In the current case, Churukian-Schenk staining revealed positive granules (chromaffin reaction) within the neoplastic cell cytoplasm, thereby confirming the argyrophilic nature of the cells and hence their catecholamine-producing potential (chromaffin or sympathetic nervous system origin). 4 The argyrophilic reaction is caused by the silver affinity of the chromogranin molecule, seen in cells of neuroendocrine origin. 12 Substances known to be argyrophilic and argentaffin-expressing include tryptophan, tyrosine, dopamine, norepinephrine, 5-hydroxytryptamine, and 5-hydroxyindole. 12 Epinephrine, 5-hydroxyindole-3-acetic acid, and 5-hydroxytryptophan are argentaffin only. 12 Interestingly, Fontana-Masson staining, an argentaffin stain, was negative within the mass, suggesting a non-chromaffin tumor origin.

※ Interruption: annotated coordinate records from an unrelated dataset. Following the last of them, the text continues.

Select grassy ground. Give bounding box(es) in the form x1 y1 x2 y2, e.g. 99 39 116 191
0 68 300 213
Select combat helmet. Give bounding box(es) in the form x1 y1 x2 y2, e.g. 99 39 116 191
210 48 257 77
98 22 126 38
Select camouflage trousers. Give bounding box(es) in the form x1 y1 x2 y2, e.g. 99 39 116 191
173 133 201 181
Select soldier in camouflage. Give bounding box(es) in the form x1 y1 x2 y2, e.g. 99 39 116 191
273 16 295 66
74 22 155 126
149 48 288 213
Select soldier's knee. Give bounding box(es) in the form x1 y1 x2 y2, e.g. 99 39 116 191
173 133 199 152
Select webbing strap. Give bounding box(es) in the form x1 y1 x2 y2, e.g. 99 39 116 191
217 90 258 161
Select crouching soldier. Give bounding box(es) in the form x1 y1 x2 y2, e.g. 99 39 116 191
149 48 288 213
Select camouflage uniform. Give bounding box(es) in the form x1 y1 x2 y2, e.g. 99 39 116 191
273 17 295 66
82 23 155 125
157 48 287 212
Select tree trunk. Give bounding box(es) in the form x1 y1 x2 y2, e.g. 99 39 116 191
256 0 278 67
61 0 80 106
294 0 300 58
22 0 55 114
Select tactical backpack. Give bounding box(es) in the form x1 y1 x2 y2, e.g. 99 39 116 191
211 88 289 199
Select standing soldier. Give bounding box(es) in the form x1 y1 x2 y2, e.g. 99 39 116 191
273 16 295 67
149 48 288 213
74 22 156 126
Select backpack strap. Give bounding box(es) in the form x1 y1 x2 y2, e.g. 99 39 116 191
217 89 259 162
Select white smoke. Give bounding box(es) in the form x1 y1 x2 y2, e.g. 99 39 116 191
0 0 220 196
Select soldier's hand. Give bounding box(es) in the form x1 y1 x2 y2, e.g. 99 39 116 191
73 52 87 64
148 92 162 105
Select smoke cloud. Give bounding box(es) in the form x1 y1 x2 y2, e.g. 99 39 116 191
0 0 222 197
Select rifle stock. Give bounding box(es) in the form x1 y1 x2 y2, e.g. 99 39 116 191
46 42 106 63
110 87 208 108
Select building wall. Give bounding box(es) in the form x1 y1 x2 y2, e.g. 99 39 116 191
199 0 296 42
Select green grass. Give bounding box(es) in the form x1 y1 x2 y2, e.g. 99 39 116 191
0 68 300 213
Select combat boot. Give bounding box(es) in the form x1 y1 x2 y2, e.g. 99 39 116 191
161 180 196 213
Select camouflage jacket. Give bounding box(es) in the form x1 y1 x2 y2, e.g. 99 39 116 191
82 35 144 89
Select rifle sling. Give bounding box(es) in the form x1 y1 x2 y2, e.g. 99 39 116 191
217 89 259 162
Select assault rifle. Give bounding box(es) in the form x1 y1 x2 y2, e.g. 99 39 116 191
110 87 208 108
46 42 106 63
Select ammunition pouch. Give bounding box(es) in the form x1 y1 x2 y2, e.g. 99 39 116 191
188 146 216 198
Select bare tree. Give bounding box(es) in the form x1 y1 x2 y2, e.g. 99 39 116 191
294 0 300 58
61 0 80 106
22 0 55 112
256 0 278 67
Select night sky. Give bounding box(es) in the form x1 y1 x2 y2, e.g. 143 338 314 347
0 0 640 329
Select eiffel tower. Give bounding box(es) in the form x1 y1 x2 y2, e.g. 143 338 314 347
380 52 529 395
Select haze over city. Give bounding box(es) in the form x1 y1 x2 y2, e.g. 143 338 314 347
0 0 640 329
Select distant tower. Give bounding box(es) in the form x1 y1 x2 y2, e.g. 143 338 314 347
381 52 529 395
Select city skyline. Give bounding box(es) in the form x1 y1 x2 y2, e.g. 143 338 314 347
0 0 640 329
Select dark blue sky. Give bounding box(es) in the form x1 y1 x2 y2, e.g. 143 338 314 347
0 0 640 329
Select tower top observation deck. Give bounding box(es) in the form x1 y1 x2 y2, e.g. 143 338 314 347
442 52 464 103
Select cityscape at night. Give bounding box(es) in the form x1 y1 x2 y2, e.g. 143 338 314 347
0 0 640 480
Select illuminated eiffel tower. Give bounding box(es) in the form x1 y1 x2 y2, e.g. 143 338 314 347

The tumor cells also revealed expression for cytoplasmic NSE and synaptophysin, whereas S100 and chromogranin A expression was found to be negative. An IHC study of 25 chemodectomas found that 68% (17/25) were positive for both NSE and synaptophysin, whereas only 4% (1/25) were positive for S100 expression. 1 It was also noted that 56% (14/25) of the chemodectomas showed positive expression of chromogranin A. 1 The conclusion that IHC did not aid in recognition of less well-differentiated tumors was based on this information. 1

Mediastinal extra-adrenal paragangliomas are rare neoplasms, especially in young dogs, but should be included as a possible differential diagnosis for intrathoracic neoplasms as well as possible causes for progressive paraparesis. Diagnosis is based on a combination of historical, physical, and radiographic examination. Immunohistochemical analysis, although useful in confirming whether the tumor is of neuroendocrine origin, may not allow for further subclassification in cases of malignant undifferentiated neoplasias. Prognosis is based on the clinical signs, location, and possibility of surgical removal of the primary tumor.